The idea that after 30, women's ovaries shrivel into raisins is ubiquitous. A New York magazine feature in 2002 -- that was actually titled "Baby Panic" -- cited the very same statistics that Twenge demolishes. "Now I'm getting the message to reevaluate my life as a woman," a tormented 29-year-old said back then. "Meaning that if I want to have children, which I do, I need to have them when I'm younger and worry about my career later." A 2010 article in the same magazine suggested women had forgotten to have babies until it was too late. And here's The Wall Street Journal earlier this month:

"I hear many people say 40 is the new 30. But not reproductively, it's not the new 30," says Cynthia Austin, medical director of in vitro fertilization at the Cleveland Clinic. "Our ovaries are aging at the same rate they did 50 years ago."

According to the studies Twenge cites, Austin is right — 40 is not the new 30 for ovaries.
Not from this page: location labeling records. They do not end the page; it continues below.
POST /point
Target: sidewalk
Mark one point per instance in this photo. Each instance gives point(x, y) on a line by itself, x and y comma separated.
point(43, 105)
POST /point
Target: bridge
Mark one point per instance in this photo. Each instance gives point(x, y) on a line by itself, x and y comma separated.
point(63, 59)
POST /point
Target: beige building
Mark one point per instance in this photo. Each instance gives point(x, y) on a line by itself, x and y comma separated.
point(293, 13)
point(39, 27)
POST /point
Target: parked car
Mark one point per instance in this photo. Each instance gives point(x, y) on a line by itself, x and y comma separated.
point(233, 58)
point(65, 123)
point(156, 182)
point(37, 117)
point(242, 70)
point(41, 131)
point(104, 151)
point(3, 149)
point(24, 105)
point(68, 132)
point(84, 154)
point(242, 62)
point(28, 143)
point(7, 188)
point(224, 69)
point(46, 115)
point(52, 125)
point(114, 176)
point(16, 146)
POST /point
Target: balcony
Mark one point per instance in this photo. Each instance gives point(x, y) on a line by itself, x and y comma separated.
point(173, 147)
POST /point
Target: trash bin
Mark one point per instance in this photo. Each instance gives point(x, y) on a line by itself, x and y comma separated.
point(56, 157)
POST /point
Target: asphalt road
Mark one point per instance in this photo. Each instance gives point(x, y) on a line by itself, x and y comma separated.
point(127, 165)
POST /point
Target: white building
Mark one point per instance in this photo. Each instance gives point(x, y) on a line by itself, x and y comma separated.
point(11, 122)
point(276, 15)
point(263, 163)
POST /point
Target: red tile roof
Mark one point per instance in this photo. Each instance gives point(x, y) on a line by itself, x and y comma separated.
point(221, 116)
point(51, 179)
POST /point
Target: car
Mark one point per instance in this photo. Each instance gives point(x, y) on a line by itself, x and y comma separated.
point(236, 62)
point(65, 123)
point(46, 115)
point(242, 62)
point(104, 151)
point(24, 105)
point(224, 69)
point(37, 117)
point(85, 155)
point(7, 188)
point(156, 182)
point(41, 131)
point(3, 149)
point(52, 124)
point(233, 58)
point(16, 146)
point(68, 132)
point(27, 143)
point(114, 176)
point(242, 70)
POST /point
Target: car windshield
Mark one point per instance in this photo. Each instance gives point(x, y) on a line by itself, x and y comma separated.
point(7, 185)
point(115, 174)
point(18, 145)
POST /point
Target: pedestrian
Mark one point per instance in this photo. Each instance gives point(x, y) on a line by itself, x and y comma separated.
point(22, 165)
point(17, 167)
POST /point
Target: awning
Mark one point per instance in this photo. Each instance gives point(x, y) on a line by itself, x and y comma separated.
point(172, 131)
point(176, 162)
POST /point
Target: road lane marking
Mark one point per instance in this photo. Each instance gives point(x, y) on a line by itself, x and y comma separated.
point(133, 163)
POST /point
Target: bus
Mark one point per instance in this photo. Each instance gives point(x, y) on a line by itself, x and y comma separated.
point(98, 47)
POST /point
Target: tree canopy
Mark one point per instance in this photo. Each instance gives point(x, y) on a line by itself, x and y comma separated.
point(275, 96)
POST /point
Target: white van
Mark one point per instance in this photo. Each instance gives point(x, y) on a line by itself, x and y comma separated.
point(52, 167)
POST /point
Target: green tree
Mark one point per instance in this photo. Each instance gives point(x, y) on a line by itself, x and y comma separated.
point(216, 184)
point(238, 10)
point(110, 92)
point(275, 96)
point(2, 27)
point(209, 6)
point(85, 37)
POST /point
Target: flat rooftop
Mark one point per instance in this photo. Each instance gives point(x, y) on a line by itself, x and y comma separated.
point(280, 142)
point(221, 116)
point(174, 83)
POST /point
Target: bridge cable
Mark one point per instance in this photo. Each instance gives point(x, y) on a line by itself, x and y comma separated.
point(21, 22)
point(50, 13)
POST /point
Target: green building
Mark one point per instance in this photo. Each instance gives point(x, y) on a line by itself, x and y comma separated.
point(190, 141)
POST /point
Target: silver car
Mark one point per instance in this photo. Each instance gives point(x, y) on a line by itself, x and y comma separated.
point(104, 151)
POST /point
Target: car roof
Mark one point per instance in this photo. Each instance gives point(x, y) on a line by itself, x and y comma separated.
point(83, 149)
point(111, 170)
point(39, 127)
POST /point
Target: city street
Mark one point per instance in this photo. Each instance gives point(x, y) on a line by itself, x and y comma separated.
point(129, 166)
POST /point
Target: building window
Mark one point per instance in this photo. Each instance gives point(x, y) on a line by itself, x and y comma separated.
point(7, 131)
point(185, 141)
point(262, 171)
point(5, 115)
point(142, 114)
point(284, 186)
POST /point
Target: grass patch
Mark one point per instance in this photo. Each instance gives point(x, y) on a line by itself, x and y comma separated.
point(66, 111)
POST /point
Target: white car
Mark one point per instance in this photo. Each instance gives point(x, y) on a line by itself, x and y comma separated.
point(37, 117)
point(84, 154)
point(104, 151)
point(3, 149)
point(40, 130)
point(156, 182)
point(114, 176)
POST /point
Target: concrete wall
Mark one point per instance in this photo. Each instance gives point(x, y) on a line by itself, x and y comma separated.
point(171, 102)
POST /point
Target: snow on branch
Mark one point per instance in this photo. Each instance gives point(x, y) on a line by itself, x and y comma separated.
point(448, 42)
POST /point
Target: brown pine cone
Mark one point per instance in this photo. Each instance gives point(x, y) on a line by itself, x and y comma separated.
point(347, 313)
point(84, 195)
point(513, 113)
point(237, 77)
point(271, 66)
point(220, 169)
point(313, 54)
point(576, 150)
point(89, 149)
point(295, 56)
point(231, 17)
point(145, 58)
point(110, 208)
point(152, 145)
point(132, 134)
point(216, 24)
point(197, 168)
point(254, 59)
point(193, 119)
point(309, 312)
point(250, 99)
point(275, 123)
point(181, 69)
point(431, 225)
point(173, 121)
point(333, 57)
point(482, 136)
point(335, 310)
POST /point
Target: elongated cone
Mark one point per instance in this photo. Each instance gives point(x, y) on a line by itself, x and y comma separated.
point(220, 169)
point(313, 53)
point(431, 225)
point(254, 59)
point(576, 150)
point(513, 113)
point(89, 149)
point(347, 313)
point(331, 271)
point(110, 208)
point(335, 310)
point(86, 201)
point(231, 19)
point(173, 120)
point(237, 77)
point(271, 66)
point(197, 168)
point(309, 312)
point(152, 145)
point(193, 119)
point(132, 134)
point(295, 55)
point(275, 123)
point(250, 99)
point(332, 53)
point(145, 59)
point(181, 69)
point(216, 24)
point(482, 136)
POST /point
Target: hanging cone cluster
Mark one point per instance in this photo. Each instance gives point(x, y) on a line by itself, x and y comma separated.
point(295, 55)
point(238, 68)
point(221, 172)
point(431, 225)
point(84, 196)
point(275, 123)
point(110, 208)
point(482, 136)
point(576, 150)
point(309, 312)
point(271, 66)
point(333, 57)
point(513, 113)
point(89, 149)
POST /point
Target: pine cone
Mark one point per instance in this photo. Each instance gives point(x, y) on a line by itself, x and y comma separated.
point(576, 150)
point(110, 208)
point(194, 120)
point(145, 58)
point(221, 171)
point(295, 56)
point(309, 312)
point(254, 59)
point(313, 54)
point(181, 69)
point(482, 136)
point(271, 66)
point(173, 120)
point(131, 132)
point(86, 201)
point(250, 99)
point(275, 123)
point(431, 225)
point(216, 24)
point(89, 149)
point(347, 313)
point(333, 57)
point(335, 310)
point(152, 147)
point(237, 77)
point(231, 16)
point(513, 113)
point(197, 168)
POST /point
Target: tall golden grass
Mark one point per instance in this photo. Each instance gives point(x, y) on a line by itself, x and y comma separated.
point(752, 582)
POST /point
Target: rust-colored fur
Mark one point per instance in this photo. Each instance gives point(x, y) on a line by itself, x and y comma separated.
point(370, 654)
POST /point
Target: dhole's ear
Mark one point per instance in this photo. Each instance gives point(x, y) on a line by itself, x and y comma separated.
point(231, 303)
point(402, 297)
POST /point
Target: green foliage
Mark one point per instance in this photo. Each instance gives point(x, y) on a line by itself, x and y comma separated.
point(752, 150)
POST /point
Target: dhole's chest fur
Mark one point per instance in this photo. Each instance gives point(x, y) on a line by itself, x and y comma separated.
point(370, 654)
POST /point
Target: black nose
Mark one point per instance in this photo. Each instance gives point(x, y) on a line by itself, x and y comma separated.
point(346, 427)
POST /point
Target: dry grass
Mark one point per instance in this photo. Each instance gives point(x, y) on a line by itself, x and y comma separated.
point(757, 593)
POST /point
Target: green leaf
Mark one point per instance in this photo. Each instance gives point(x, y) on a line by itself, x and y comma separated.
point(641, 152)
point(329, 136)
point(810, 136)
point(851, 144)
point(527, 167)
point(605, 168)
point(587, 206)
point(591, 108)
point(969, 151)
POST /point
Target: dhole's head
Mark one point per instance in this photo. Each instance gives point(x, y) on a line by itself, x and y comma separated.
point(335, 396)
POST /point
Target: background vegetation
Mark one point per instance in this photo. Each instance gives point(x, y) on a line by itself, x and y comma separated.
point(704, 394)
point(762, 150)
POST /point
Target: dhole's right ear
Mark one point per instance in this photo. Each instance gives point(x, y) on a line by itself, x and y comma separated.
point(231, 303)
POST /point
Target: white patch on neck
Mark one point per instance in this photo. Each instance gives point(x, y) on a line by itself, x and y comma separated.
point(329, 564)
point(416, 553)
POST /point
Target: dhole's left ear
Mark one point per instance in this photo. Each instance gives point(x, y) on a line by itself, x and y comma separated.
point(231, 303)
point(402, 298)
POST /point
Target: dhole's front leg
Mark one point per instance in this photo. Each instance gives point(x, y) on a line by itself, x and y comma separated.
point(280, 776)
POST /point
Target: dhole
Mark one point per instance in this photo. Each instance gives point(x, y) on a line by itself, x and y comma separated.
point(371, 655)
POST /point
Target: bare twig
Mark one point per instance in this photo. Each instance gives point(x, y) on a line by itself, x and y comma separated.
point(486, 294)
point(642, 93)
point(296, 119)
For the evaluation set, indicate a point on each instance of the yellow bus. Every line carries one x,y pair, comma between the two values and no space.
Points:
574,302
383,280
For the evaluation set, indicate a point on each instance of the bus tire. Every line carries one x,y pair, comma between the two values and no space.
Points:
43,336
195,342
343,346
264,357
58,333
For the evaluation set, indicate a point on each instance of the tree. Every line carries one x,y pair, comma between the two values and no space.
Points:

However, 39 pretty much is. Maybe our ovaries age like they did 50 years ago, but we might want to reconsider assumptions that they age like they did 400 years ago. (When it comes to life expectancy, at least, 78 is the new 39!) But it makes sense that an IVF doctor would make that claim — older women's bodies don't respond as well to IVF drugs as young women's bodies. But only 1 percent of babies are born via IVF, and 80 percent of IVF patients are under 40. Twenge notes that we tend to overrely on IVF data because regular women's fertility is harder to study.

RELATED: Wall Street Journal Writer Doesn't Buy Its 'Nine Rules for Women' Piece Either


Sex Panic. A new book by Daniel Berger, titled What Do Women Want?, explains that the old consensus that men have evolved to be philanderers while women only want commitment and emotional fulfillment and Lifetime movies is being challenged by new research. "When it comes to the study of female sexuality, scientists have tended to see what they expect, or want, to see, and there are fewer established facts than you would think," The New York Times' Elaine Blaire writes in her review of the book. New research shows that women, like men, are prone to promiscuity. They struggle with sexual boredom: low levels of sex drive in women is correlated with the number of years they'be been in a monamagous relationship. The old evolutionary pop psychology held that since men make a lot of sperm, but women just a few eggs, men evolved to spread their DNA among lots of mates, while women evolved to hold on to Mr. Right. But that might not be the case. Females could be built anatomically to encourage multiple partners in one sexual episode. Berger says of the female orgasm, "Its delay, its need of protracted sensation... was evolution’s method of making sure that females are libertines, that they move efficiently from one round of sex to the next and frequently from one partner to the next, that they transfer the turn-on of one encounter to the stimulation of the next, building toward climax." 

RELATED: Women of the Internet on How the Internet Has Changed Them


Working Moms Panic. A couple weeks ago, the conservative blogger Erick Erickson claimed that it was a bad thing that more women are the breadwinners in their families, because "When you look at biology — when you look at the natural world — the roles of a male and a female in society and in other animals, the male typically is the dominant role." He was just citing science! 

"It is a matter of fact that children in a household with a mother who spends more time at home than out of the home, with a father who is earning the bulk of the income for the home, are the most well-adjusted youth in society. You may not like it. You may not like me saying it. But it's a fact."

But that isn't a fact. According to a paper published in Psychological Bulletin, an meta-analysis of 69 studies conducted from 1969 to 2010 found that when moms worked outside the home before their kids were 3 years old, the kids were no worse off academically or behaviorally than kids whose moms stayed at home. No, this research wasn't new this month, but it was something new to see him confronted with reality on Fox News, when Megyn Kelly used that data to carve out Erickson's heart with a spoon.